We investigate whether the (planar, two complex scalar) dilatation operator of N=4 gauge theory can be, perturbatively and, perhaps, non-perturbatively, described by an integrable long range spin chain with elliptic exchange interaction. Such a chain was introduced some time ago by Inozemtsev. In the limit of sufficiently ``long'' operators a Bethe ansatz exists, which we apply at the perturbative two- and three-loop level.

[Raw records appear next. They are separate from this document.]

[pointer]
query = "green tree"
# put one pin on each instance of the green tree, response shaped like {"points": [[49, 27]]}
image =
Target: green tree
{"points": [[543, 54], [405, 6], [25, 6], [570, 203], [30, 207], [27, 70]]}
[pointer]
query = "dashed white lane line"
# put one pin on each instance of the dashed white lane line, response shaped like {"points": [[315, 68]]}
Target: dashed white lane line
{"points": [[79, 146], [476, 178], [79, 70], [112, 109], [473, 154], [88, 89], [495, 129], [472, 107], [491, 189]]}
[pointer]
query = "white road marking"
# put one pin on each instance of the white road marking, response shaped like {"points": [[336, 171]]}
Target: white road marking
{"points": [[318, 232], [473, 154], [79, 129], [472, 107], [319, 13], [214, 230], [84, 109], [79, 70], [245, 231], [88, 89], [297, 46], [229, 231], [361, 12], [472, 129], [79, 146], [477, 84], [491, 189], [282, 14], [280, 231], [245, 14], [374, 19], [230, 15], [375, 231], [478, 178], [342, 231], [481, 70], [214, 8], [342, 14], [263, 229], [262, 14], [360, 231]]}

Spectacular agreement is found with spinning string predictions of Frolov and Tseytlin for the two-loop energies of certain large charge operators. However, we then go on to show that the agreement between perturbative gauge theory and semi-classical string theory begins to break down, in a subtle fashion, at the three-loop level. This corroborates a recently found disagreement between three-loop gauge theory and near plane-wave string theory results, and quantitatively explains a previously obtained puzzling deviation between the string proposal and a numerical extrapolation of finite size three-loop anomalous dimensions. At four loops and beyond, we find that the Inozemtsev chain exhibits a generic breakdown of perturbative BMN scaling. However, our proposal is not necessarily limited to perturbation theory, and one would hope that the string theory results can be recovered from the Inozemtsev chain at strong 't Hooft coupling.